Robert Gardner, Nationwide's chief economist, said: "Annual house price growth accelerated to 26% in London, far outpacing the rest of country, and the highest growth rate since Q3 1987. Prices in the capital are now 30% above their 2007 peak, with the price of a typical London property now in excess of £400,000."
Pressure group Generation Rent, reacting to the Nationwide figures and a Newsnight report that showed an expected 4% dip in building starts 2014-15, accused ministers of "dumbly watching on" and said it was time to "start kissing our global city status goodbye".
Alex Hilton, director of Generation Rent, said: "We thought the government was finally getting it, but they have abjectly failed to do the one thing that would get the economy back on track and build more houses. By dumbly watching on as the building rate slides, ministers are complicit in forcing tens of thousands more families into a lifetime of working for their landlord…It will no longer be possible to attract young workers to the capital and hold on to talented people who will look elsewhere for a cheaper standard of living. We should start kissing our global city status goodbye."
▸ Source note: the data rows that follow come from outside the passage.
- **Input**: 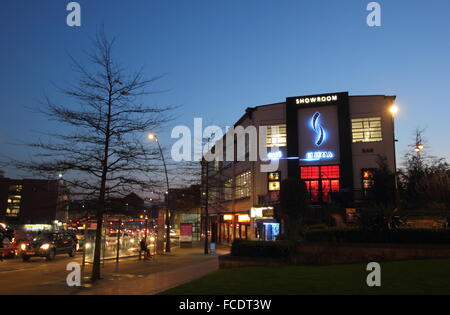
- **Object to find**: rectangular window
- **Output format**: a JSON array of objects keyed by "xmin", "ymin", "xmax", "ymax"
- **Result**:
[
  {"xmin": 223, "ymin": 178, "xmax": 233, "ymax": 201},
  {"xmin": 266, "ymin": 125, "xmax": 287, "ymax": 148},
  {"xmin": 352, "ymin": 117, "xmax": 383, "ymax": 143},
  {"xmin": 301, "ymin": 166, "xmax": 319, "ymax": 179},
  {"xmin": 235, "ymin": 171, "xmax": 252, "ymax": 199},
  {"xmin": 320, "ymin": 165, "xmax": 341, "ymax": 179}
]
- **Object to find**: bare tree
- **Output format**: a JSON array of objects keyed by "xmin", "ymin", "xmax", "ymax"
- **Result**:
[{"xmin": 15, "ymin": 31, "xmax": 172, "ymax": 280}]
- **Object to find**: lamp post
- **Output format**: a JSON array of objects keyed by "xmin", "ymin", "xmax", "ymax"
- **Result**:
[
  {"xmin": 148, "ymin": 133, "xmax": 170, "ymax": 253},
  {"xmin": 389, "ymin": 104, "xmax": 400, "ymax": 208}
]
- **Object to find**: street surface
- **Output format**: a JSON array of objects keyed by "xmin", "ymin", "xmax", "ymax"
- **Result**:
[{"xmin": 0, "ymin": 247, "xmax": 228, "ymax": 295}]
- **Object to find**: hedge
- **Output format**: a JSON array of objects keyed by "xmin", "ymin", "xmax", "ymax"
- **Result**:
[
  {"xmin": 231, "ymin": 240, "xmax": 296, "ymax": 259},
  {"xmin": 304, "ymin": 229, "xmax": 450, "ymax": 244}
]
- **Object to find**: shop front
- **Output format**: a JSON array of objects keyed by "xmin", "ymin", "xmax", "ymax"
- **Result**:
[
  {"xmin": 251, "ymin": 207, "xmax": 280, "ymax": 241},
  {"xmin": 213, "ymin": 213, "xmax": 252, "ymax": 244}
]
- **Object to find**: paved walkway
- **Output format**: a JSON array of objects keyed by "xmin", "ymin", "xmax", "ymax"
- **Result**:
[{"xmin": 76, "ymin": 248, "xmax": 228, "ymax": 295}]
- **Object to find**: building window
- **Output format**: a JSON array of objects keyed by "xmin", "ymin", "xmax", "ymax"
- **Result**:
[
  {"xmin": 223, "ymin": 178, "xmax": 233, "ymax": 201},
  {"xmin": 6, "ymin": 185, "xmax": 23, "ymax": 217},
  {"xmin": 300, "ymin": 165, "xmax": 341, "ymax": 203},
  {"xmin": 352, "ymin": 117, "xmax": 383, "ymax": 143},
  {"xmin": 361, "ymin": 169, "xmax": 375, "ymax": 199},
  {"xmin": 266, "ymin": 125, "xmax": 287, "ymax": 148},
  {"xmin": 235, "ymin": 171, "xmax": 252, "ymax": 199},
  {"xmin": 267, "ymin": 172, "xmax": 281, "ymax": 202}
]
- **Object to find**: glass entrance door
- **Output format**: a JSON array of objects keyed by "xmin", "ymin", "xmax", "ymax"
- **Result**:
[{"xmin": 300, "ymin": 165, "xmax": 340, "ymax": 203}]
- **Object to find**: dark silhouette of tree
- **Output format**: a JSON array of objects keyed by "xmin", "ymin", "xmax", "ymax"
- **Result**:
[
  {"xmin": 15, "ymin": 31, "xmax": 171, "ymax": 280},
  {"xmin": 373, "ymin": 155, "xmax": 395, "ymax": 208},
  {"xmin": 400, "ymin": 129, "xmax": 450, "ymax": 210}
]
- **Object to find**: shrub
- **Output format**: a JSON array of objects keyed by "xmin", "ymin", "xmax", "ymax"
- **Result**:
[
  {"xmin": 231, "ymin": 240, "xmax": 296, "ymax": 260},
  {"xmin": 304, "ymin": 228, "xmax": 450, "ymax": 244}
]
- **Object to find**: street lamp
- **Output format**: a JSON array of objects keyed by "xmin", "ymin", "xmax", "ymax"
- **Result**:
[
  {"xmin": 148, "ymin": 133, "xmax": 170, "ymax": 253},
  {"xmin": 389, "ymin": 104, "xmax": 400, "ymax": 208},
  {"xmin": 389, "ymin": 104, "xmax": 400, "ymax": 116}
]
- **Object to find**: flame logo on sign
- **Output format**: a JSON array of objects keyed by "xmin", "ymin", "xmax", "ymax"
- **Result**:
[{"xmin": 312, "ymin": 113, "xmax": 325, "ymax": 147}]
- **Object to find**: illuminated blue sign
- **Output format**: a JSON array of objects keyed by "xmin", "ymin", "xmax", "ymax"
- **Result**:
[
  {"xmin": 301, "ymin": 151, "xmax": 335, "ymax": 162},
  {"xmin": 267, "ymin": 151, "xmax": 283, "ymax": 160},
  {"xmin": 301, "ymin": 112, "xmax": 335, "ymax": 162},
  {"xmin": 311, "ymin": 113, "xmax": 327, "ymax": 147}
]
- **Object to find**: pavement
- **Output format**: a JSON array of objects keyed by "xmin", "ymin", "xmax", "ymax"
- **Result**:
[{"xmin": 0, "ymin": 246, "xmax": 229, "ymax": 295}]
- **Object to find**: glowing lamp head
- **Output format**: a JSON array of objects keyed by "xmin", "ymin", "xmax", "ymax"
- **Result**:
[{"xmin": 389, "ymin": 105, "xmax": 400, "ymax": 116}]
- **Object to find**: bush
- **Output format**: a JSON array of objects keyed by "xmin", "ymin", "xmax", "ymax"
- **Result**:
[
  {"xmin": 304, "ymin": 228, "xmax": 450, "ymax": 244},
  {"xmin": 231, "ymin": 240, "xmax": 296, "ymax": 260}
]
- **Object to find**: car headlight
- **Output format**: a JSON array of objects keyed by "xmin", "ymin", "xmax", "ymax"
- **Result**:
[{"xmin": 41, "ymin": 244, "xmax": 50, "ymax": 250}]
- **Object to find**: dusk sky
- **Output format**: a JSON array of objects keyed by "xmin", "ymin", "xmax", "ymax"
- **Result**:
[{"xmin": 0, "ymin": 0, "xmax": 450, "ymax": 176}]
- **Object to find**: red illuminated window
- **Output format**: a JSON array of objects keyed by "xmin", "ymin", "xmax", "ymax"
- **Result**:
[
  {"xmin": 300, "ymin": 165, "xmax": 341, "ymax": 179},
  {"xmin": 320, "ymin": 165, "xmax": 341, "ymax": 179},
  {"xmin": 300, "ymin": 166, "xmax": 319, "ymax": 179}
]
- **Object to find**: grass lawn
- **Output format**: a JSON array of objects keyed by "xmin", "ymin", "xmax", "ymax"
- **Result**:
[{"xmin": 162, "ymin": 259, "xmax": 450, "ymax": 295}]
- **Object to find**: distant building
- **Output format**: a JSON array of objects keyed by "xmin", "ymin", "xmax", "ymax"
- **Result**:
[
  {"xmin": 69, "ymin": 193, "xmax": 150, "ymax": 220},
  {"xmin": 203, "ymin": 92, "xmax": 396, "ymax": 243},
  {"xmin": 0, "ymin": 178, "xmax": 69, "ymax": 225}
]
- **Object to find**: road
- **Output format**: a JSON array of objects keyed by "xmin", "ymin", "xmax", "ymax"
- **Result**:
[{"xmin": 0, "ymin": 248, "xmax": 227, "ymax": 295}]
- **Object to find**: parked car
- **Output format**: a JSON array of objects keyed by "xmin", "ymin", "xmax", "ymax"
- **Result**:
[{"xmin": 21, "ymin": 232, "xmax": 77, "ymax": 261}]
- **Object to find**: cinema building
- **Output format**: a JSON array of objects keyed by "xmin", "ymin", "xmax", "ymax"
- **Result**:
[{"xmin": 203, "ymin": 92, "xmax": 396, "ymax": 243}]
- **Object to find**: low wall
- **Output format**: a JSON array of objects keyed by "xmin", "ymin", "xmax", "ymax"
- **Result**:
[
  {"xmin": 295, "ymin": 243, "xmax": 450, "ymax": 264},
  {"xmin": 219, "ymin": 255, "xmax": 288, "ymax": 269},
  {"xmin": 219, "ymin": 243, "xmax": 450, "ymax": 268}
]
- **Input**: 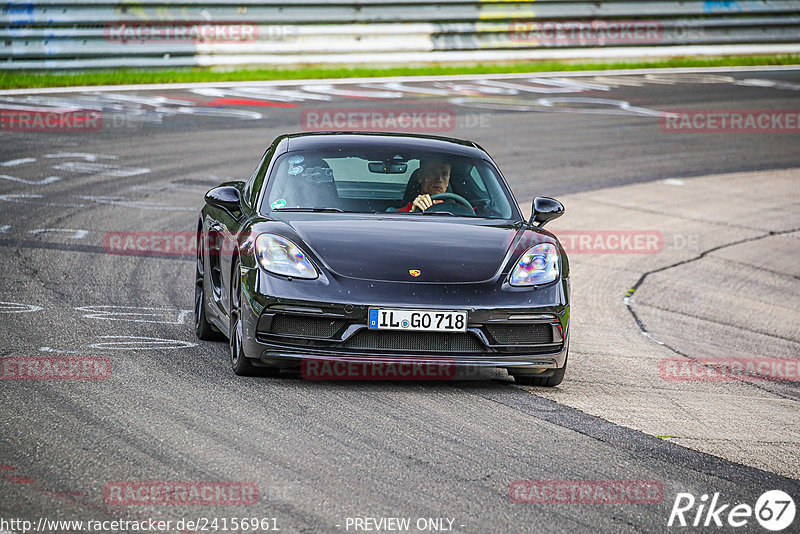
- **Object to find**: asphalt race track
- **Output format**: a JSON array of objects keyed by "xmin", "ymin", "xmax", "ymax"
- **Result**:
[{"xmin": 0, "ymin": 69, "xmax": 800, "ymax": 534}]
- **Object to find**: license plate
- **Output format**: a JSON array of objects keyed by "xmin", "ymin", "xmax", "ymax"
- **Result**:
[{"xmin": 368, "ymin": 308, "xmax": 467, "ymax": 332}]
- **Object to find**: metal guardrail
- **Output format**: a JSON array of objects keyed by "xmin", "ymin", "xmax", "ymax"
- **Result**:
[{"xmin": 0, "ymin": 0, "xmax": 800, "ymax": 70}]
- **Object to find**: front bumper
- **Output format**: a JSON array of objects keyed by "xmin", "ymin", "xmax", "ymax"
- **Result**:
[{"xmin": 242, "ymin": 268, "xmax": 569, "ymax": 371}]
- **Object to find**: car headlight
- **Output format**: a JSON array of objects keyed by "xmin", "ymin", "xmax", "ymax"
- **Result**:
[
  {"xmin": 508, "ymin": 243, "xmax": 559, "ymax": 286},
  {"xmin": 255, "ymin": 234, "xmax": 319, "ymax": 278}
]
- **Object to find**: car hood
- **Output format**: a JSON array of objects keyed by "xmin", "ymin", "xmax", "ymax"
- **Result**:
[{"xmin": 284, "ymin": 214, "xmax": 519, "ymax": 283}]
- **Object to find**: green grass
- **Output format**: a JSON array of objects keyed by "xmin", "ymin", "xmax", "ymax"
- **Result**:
[{"xmin": 0, "ymin": 54, "xmax": 800, "ymax": 89}]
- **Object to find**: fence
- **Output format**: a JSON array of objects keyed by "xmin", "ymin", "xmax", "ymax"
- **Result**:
[{"xmin": 0, "ymin": 0, "xmax": 800, "ymax": 70}]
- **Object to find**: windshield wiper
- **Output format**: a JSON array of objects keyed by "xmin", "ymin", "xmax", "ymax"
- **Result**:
[{"xmin": 275, "ymin": 208, "xmax": 344, "ymax": 213}]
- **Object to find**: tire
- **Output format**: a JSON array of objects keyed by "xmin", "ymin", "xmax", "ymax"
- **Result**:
[
  {"xmin": 510, "ymin": 360, "xmax": 567, "ymax": 388},
  {"xmin": 229, "ymin": 256, "xmax": 280, "ymax": 376},
  {"xmin": 194, "ymin": 223, "xmax": 225, "ymax": 341}
]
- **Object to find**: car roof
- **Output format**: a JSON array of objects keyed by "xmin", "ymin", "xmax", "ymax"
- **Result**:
[{"xmin": 281, "ymin": 132, "xmax": 491, "ymax": 159}]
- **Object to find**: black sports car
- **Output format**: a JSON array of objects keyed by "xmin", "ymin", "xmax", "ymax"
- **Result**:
[{"xmin": 195, "ymin": 133, "xmax": 569, "ymax": 386}]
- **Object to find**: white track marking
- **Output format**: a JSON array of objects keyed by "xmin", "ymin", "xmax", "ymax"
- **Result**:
[
  {"xmin": 77, "ymin": 195, "xmax": 197, "ymax": 211},
  {"xmin": 28, "ymin": 228, "xmax": 89, "ymax": 239},
  {"xmin": 75, "ymin": 305, "xmax": 192, "ymax": 325},
  {"xmin": 0, "ymin": 65, "xmax": 800, "ymax": 95},
  {"xmin": 0, "ymin": 158, "xmax": 36, "ymax": 167},
  {"xmin": 44, "ymin": 152, "xmax": 117, "ymax": 161},
  {"xmin": 0, "ymin": 302, "xmax": 44, "ymax": 313},
  {"xmin": 39, "ymin": 347, "xmax": 84, "ymax": 354},
  {"xmin": 0, "ymin": 174, "xmax": 61, "ymax": 185},
  {"xmin": 0, "ymin": 193, "xmax": 85, "ymax": 208},
  {"xmin": 449, "ymin": 97, "xmax": 662, "ymax": 117},
  {"xmin": 89, "ymin": 336, "xmax": 197, "ymax": 350},
  {"xmin": 53, "ymin": 161, "xmax": 150, "ymax": 178}
]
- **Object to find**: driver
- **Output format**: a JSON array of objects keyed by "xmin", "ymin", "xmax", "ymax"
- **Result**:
[{"xmin": 397, "ymin": 159, "xmax": 450, "ymax": 213}]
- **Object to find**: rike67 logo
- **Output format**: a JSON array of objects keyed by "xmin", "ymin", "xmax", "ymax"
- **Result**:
[{"xmin": 667, "ymin": 490, "xmax": 796, "ymax": 532}]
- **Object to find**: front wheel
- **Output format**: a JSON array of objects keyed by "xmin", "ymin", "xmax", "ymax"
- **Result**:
[
  {"xmin": 229, "ymin": 257, "xmax": 280, "ymax": 376},
  {"xmin": 194, "ymin": 225, "xmax": 225, "ymax": 341}
]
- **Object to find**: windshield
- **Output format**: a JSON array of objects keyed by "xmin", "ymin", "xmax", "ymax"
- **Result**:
[{"xmin": 262, "ymin": 147, "xmax": 519, "ymax": 219}]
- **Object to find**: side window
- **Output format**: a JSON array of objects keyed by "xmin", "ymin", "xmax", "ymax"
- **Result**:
[{"xmin": 244, "ymin": 146, "xmax": 275, "ymax": 206}]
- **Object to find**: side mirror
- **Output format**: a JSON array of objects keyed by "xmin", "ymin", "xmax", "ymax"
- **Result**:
[
  {"xmin": 529, "ymin": 197, "xmax": 564, "ymax": 227},
  {"xmin": 205, "ymin": 185, "xmax": 242, "ymax": 213}
]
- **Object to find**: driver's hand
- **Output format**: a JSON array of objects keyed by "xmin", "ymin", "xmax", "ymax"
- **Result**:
[
  {"xmin": 411, "ymin": 195, "xmax": 443, "ymax": 211},
  {"xmin": 411, "ymin": 195, "xmax": 433, "ymax": 211}
]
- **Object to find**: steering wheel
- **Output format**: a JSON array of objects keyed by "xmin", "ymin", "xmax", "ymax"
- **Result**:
[{"xmin": 411, "ymin": 193, "xmax": 475, "ymax": 212}]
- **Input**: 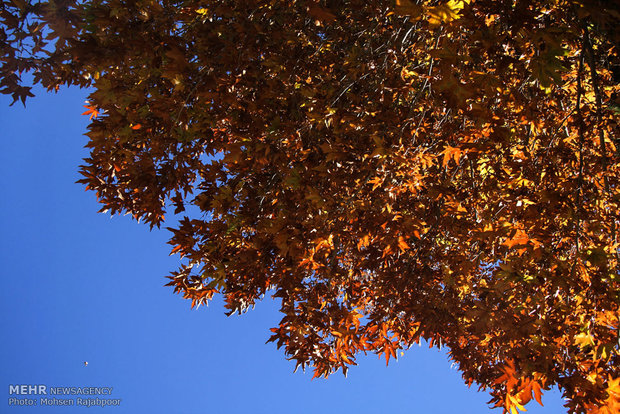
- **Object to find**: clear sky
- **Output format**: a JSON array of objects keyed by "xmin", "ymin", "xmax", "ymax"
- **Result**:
[{"xmin": 0, "ymin": 85, "xmax": 566, "ymax": 414}]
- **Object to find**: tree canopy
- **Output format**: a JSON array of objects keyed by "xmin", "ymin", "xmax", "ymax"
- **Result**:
[{"xmin": 0, "ymin": 0, "xmax": 620, "ymax": 414}]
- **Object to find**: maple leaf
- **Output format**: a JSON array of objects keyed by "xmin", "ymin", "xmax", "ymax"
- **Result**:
[
  {"xmin": 82, "ymin": 105, "xmax": 99, "ymax": 120},
  {"xmin": 0, "ymin": 0, "xmax": 620, "ymax": 413}
]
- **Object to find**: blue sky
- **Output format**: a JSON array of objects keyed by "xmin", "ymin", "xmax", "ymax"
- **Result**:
[{"xmin": 0, "ymin": 85, "xmax": 566, "ymax": 414}]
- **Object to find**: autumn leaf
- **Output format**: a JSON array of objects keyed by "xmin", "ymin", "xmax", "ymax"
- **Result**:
[{"xmin": 82, "ymin": 105, "xmax": 99, "ymax": 120}]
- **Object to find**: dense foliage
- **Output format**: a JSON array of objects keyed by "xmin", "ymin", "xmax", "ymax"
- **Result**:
[{"xmin": 0, "ymin": 0, "xmax": 620, "ymax": 414}]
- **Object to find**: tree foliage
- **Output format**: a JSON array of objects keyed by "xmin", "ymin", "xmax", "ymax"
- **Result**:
[{"xmin": 0, "ymin": 0, "xmax": 620, "ymax": 414}]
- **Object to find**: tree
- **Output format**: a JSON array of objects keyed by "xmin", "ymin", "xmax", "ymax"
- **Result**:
[{"xmin": 0, "ymin": 0, "xmax": 620, "ymax": 414}]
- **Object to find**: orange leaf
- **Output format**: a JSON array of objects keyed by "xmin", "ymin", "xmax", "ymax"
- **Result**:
[{"xmin": 82, "ymin": 105, "xmax": 99, "ymax": 119}]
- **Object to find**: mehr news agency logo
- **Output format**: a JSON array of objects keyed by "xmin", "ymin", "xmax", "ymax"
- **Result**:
[{"xmin": 9, "ymin": 384, "xmax": 121, "ymax": 407}]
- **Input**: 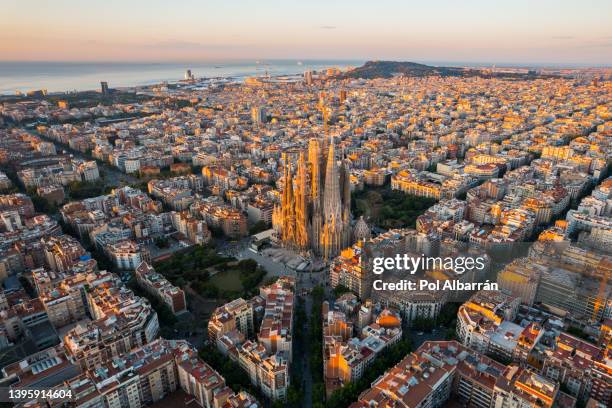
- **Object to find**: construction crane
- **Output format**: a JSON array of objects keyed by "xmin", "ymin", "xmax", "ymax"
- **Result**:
[{"xmin": 591, "ymin": 258, "xmax": 612, "ymax": 322}]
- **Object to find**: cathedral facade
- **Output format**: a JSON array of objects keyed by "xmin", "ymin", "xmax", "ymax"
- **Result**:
[{"xmin": 272, "ymin": 139, "xmax": 352, "ymax": 259}]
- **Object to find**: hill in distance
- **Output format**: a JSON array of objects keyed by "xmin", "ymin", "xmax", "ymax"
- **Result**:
[{"xmin": 337, "ymin": 61, "xmax": 532, "ymax": 79}]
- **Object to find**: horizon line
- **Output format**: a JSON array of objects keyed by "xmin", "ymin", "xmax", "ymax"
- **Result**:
[{"xmin": 0, "ymin": 57, "xmax": 612, "ymax": 69}]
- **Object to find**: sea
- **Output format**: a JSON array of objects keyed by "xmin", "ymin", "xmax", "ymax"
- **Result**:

Tom Copley, London Assembly Labour group spokesperson on housing, said: "With house price inflation in London continuing to dwarfing price rises for the rest of the country, this is further evidence that the capital’s housing bubble continues to grow. The disparity between London and the rest of England is now the widest it’s ever been, and shows no sign of narrowing…Boris Johnson has utterly failed Londoners on housing over the past six years of his Mayoralty. A key driver for the soaring property market is the fact that he is currently only building a third of the 62,000 new homes we need in London each year to keep pace with our growing city."